The big answer is “no”. All M4A proposals, including the Sanders bill, have a single payer. This strategy is what confers the many gains of M4A. First, a single payer (the government) means simplicity for enrollees and providers, yielding a massive 10% overall savings via administrative streamlining. Having multiple insurers covering core services would undermine those gains. In addition, a single payer can effectively negotiate on prices, in particular with drug companies. Finally, and importantly, having private insurance would undermine equity and a shared commitment to the public payment system. Imagine someone making $1 million per year and because of progressive tax-based financing is paying the costs of five people on the public plan. People in that position may feel it’s justified to reduce the public system generosity by 20% to pay for his insurance plan. Or that wealthy person may insist on tax subsidies for private insurance premiums, again stealing money from the public system. We’d be exacerbating inequality.

OK, so no major private insurance role within single payer. Is there any role?

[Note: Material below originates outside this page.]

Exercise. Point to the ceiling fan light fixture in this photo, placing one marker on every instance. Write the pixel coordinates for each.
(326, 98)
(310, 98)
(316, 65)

  • What about emulating the Swiss system? Perhaps…but can we really get there, given our corporate culture? One product, not-for-profit? What companies would be interested?
  • What about insuring gaps in coverage? Good question. M4A proposals don’t have major gaps in coverage, except sometimes long term care. Private insurance might have a focused role there, but nothing as large as Medigap today. In my view this would be suboptimal, but it’s a reasonable discussion.
  • What about Kaiser and other HMO models? Some M4A proposals allow for capitated care systems. Personally I think that’s a good idea. But it wouldn’t be insurance, it would be a care system.
  • What about supplemental coverage for low-value/non-core medical services, such as private hospital rooms or alternative care models? As long as it’s not totally discretionary (like most cosmetic surgery), could be.
  • Could private insurers handle the billing process? There could be private vendors for these services, and current insurers have some expertise in this area. But it’s not really private insurance.
  • What about for individuals who want care from providers who choose not to participate in M4A, e.g., concierge medicine? That will be out-of-pocket, not insurance. See above for all the problems with allowing private insurance for core services.
  • What do we say to people who like their health insurance? We ask them, is it your insurance you like, or excellent access to providers and coverage of care? Because under single payer both will improve – access to any provider, and low or no cost-sharing.

Ultimately, in my view, private insurance cannot have a central role in M4A, because it would undercut what’s so powerful about a single payer. But perhaps it can have a focused role.

James G. Kahn MD MPH is Emeritus Professor of health policy at the University of California San Francisco.